Je reviens d’un court séjour à Berlin. Mes pas ont buté sur
les stolpersteine de l’artiste Günther Demnig. Ces stolpersteine, sorte de mémorial
contre l’oubli de 10cmx10cm sont érigés modestement, encastrés à même le
trottoir, face au dernier domicile connu des victimes de la déportation : juifs,
tsiganes, homosexuels, opposants politiques et religieux, handicapés… Ces pierres
sont recouvertes d’une plaque de laiton comportant le nom, l’année de naissance
et une indication sur le lieu de la disparition des victimes. Ces trébuche-mémoire,
mieux que toute cérémonie commémorative, donnent par leur présence la dimension
de l’atrocité de ces crimes.
Il me fallait agir, transcrire au plus vite cette émotion (j’étais
là pour 48h), lui donner corps ; je devais toute affaire cessante en
rendre compte, matérialiser ces
trébuche-mémoire, instantanés d’émotion. Je voulais pouvoir, à mon retour en
France, autrement que par le biais de la photo -trop froid- partager
l’indicible de ces petits pavés de laiton, de 10 par 10, plantés
çà et là au milieu des pavés de Berlin. Je me suis alors procuré papier pour
gravure, mine de graphite et un peu de couleur (bronze) et ai réalisé, à même
le sol, à traits rapides, vingt deux estampages.

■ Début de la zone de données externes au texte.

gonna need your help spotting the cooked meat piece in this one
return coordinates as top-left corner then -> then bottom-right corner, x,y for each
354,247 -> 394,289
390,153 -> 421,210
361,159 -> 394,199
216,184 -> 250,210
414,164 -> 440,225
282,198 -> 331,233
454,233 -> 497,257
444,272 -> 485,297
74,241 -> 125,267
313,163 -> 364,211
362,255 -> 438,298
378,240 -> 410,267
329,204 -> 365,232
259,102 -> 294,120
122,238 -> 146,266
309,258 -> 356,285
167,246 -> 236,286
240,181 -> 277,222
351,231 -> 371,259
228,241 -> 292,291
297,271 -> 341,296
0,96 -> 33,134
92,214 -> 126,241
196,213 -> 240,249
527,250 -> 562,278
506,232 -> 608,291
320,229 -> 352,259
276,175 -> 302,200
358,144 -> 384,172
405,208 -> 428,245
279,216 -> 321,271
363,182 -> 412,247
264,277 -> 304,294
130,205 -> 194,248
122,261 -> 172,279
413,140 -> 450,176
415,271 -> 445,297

A mon retour, dans le silence de l’atelier, j’ai repris une
à une mes vingt deux planches, intervenant à la marge des carrés estampés sur
les trottoir de Berlin.
J’aimerais que ces estampages –échos du travail de mémoire
de Günther Demnig-, arrivés par ricochets à la surface de ma feuille, ricochent
à nouveau, dans une sorte de mise en abyme, et s’inscrivent dans un livre album qui
permettrait au lecteur qui n’aura pas forcément l’occasion de se rendre à
Berlin d’être à son tour interpellé.